Muchos de nosotros ya intuimos que nuestro sistema económico actual crea desigualdad y también engendra la destrucción ecológica de nuestro planeta. Lo que no parecemos entender es por qué: por ejemplo, ¿por qué conduce a la inseguridad financiera para muchos, incluso para quienes, en principio, no deberían preocuparse por el dinero? ¿Y por qué exactamente estamos destruyendo nuestro planeta en nuestra frenética conversión de la naturaleza en dígitos y pequeños trozos de papel que llamamos dinero?

Una de las principales razones por las que nuestro sistema económico actual no funciona para todos es que el flujo de ingresos de los bienes comunes — que incluyen todos los dones de la naturaleza — ha sido privatizado. Toda la naturaleza es riqueza comunitaria, incluida — y especialmente — la tierra. Las personas dan valor a la tierra a través de los bienes y servicios que aportan a sus comunidades. A medida que las comunidades se vuelven más atractivas para vivir, algunos propietarios — pero sobre todo las instituciones financieras que los financian — extraen ese valor, y esta extracción es una de las causas profundas de la desigualdad de riqueza, la destrucción ecológica e incluso las recesiones económicas.

Si bien la tierra debe usarse de forma privada para ser utilizada de la manera más efectiva, su valor financiero es creado por la comunidad y, por lo tanto, pertenece a la comunidad. Siempre que las personas usen la tierra, pueden reembolsar a sus comunidades locales por su uso exclusivo mediante contribuciones comunitarias de la tierra que se aproximen al valor de alquiler de mercado de la tierra.
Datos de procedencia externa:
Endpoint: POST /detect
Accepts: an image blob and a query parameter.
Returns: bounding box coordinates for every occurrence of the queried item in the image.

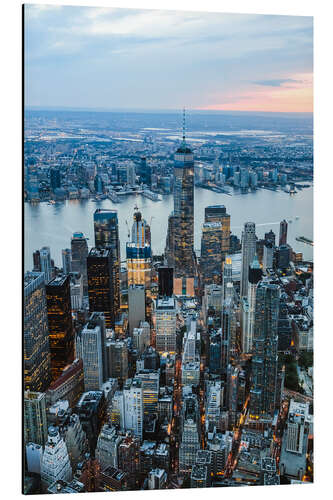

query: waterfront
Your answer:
[24,187,313,270]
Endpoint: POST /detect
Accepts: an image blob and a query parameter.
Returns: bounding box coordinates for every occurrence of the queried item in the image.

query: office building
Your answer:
[77,313,107,392]
[41,426,72,491]
[25,443,43,474]
[87,248,116,328]
[240,222,256,297]
[155,297,176,354]
[132,321,150,356]
[263,241,274,273]
[71,232,88,296]
[106,339,129,386]
[23,391,47,446]
[128,285,146,335]
[74,391,106,454]
[200,222,223,285]
[173,118,195,277]
[70,273,83,311]
[46,274,74,381]
[135,369,160,417]
[158,266,173,297]
[23,272,51,392]
[94,208,120,315]
[39,247,53,283]
[279,399,312,480]
[279,219,288,247]
[63,413,89,472]
[95,424,122,470]
[242,255,262,353]
[191,464,209,488]
[205,205,230,261]
[61,248,72,274]
[148,469,168,490]
[123,378,143,439]
[46,359,84,408]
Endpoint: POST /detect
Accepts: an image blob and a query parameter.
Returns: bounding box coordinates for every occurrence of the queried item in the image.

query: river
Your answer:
[24,187,313,270]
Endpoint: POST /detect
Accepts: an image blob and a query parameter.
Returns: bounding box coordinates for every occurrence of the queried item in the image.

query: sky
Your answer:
[24,5,313,112]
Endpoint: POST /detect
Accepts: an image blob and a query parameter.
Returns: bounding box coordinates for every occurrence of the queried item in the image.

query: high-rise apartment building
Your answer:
[46,275,74,380]
[24,273,51,392]
[240,222,256,297]
[87,248,116,328]
[94,208,120,315]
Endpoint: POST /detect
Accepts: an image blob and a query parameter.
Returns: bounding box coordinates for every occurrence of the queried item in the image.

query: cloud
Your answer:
[253,78,303,87]
[25,5,313,108]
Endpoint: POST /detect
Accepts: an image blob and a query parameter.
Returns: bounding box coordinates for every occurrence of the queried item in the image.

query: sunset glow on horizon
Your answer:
[25,5,313,112]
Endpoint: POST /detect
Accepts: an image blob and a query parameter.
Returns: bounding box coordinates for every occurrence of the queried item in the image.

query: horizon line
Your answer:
[24,105,313,115]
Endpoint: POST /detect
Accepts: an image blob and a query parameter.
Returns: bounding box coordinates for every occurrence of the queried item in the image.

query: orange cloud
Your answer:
[200,73,313,113]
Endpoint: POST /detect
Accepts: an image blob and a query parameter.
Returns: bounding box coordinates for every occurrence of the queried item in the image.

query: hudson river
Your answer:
[24,187,313,270]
Para pasar de un modelo de propiedad de la tierra a un modelo de mayordomía de la tierra, los gobiernos locales y los fideicomisos comunitarios de tierras compensarían a los propietarios existentes por la porción del valor de la tierra de sus propiedades, u ofrecerían un plan de transición para adquirir el uso exclusivo de la tierra sin poseer su valor financiero. Estas contribuciones se redistribuirían entonces a todos los miembros de la comunidad en forma de un ingreso básico universal — para prevenir la gentrificación, reducir la desigualdad de riqueza y crear una economía verdaderamente justa para todos.